Sto attualmente lavorando a nuovi brani che continueranno a esplorare le radici mediterranee e le tradizioni calabresi, integrandole con esperienze e sonorità innovative. Vorrei sviluppare ulteriormente progetti di collaborazione con giovani artisti e promuovere iniziative che possano valorizzare la cultura calabrese e mediterranea a livello nazionale e internazionale.
Infine, quale messaggio desidererebbe rivolgere ai nostri lettori, in particolare a coloro che desiderano riscoprire le proprie radici culturali attraverso la musica?

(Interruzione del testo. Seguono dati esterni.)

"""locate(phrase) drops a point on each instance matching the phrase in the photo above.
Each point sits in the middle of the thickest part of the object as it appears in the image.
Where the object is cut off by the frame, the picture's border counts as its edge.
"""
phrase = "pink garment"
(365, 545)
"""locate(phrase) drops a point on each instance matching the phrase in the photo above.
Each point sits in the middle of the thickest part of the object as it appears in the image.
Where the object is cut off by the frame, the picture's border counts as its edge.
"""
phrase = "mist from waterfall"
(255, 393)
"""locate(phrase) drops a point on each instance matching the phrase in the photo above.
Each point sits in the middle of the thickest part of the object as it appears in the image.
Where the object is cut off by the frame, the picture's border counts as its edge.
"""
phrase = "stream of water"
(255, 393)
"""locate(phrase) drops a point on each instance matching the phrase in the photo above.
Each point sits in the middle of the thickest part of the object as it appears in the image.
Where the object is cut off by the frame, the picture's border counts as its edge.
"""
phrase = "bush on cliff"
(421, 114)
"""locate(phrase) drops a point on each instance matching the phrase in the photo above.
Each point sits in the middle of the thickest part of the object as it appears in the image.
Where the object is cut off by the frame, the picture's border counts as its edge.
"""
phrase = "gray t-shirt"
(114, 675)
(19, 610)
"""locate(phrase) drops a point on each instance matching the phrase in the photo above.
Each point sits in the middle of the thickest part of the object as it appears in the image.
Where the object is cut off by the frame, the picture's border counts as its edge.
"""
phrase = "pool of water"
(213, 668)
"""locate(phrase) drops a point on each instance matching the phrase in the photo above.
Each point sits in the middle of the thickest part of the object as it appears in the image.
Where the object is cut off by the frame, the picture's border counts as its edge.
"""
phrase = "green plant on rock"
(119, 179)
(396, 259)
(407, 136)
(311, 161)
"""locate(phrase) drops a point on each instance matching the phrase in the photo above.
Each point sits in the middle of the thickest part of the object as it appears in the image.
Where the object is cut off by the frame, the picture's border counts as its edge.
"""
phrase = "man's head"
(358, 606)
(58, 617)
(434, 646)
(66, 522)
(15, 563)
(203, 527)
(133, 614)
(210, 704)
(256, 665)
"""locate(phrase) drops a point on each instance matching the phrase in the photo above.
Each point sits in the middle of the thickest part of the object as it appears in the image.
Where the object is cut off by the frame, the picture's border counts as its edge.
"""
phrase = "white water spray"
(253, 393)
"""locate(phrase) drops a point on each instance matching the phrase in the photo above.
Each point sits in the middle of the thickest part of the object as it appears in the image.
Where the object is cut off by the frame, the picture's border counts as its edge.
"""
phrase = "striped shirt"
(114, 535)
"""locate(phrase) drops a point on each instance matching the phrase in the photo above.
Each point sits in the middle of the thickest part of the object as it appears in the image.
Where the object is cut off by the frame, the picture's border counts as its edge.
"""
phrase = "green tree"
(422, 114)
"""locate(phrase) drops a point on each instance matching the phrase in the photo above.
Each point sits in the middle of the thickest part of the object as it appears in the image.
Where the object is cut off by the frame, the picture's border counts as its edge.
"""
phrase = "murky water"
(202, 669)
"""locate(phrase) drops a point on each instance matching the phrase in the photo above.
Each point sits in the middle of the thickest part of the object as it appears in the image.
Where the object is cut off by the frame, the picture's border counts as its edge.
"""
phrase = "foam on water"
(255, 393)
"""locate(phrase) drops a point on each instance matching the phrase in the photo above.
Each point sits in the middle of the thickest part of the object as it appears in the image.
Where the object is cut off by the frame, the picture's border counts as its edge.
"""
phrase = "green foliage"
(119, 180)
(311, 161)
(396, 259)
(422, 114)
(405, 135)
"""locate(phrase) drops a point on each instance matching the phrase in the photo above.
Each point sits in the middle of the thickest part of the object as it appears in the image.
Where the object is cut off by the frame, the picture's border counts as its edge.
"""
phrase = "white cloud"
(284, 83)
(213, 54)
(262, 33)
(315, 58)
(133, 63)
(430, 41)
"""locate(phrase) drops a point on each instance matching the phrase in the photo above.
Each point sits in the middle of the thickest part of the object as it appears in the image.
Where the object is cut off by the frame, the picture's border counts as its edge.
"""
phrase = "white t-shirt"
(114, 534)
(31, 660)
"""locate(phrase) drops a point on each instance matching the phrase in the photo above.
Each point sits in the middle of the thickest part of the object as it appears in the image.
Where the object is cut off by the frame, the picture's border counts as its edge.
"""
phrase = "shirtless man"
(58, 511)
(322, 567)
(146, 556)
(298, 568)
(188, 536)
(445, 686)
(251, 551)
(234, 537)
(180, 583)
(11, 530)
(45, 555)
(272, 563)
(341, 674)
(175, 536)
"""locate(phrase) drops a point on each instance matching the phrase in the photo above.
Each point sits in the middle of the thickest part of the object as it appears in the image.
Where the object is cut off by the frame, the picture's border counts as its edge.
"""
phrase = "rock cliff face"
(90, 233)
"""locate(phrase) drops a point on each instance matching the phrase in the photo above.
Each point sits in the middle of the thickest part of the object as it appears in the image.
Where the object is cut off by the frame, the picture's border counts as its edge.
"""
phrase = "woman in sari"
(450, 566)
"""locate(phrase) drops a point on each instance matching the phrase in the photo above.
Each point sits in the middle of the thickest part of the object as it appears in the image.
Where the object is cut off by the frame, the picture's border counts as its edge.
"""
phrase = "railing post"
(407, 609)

Il mio invito è di riscoprire e valorizzare le proprie origini con orgoglio e passione. La musica è uno strumento potentissimo per entrare in contatto con le proprie radici e per condividerle con il mondo. Non abbiate paura di esplorare le tradizioni della vostra terra, perché sono ricche di emozioni, di storia e di insegnamenti. La cultura e la musica sono il patrimonio più prezioso che abbiamo e possono diventare un ponte tra passato e futuro, tra identità e universalità. Siate fieri delle vostre radici, e usatele come fonte di ispirazione per costruire un domani migliore.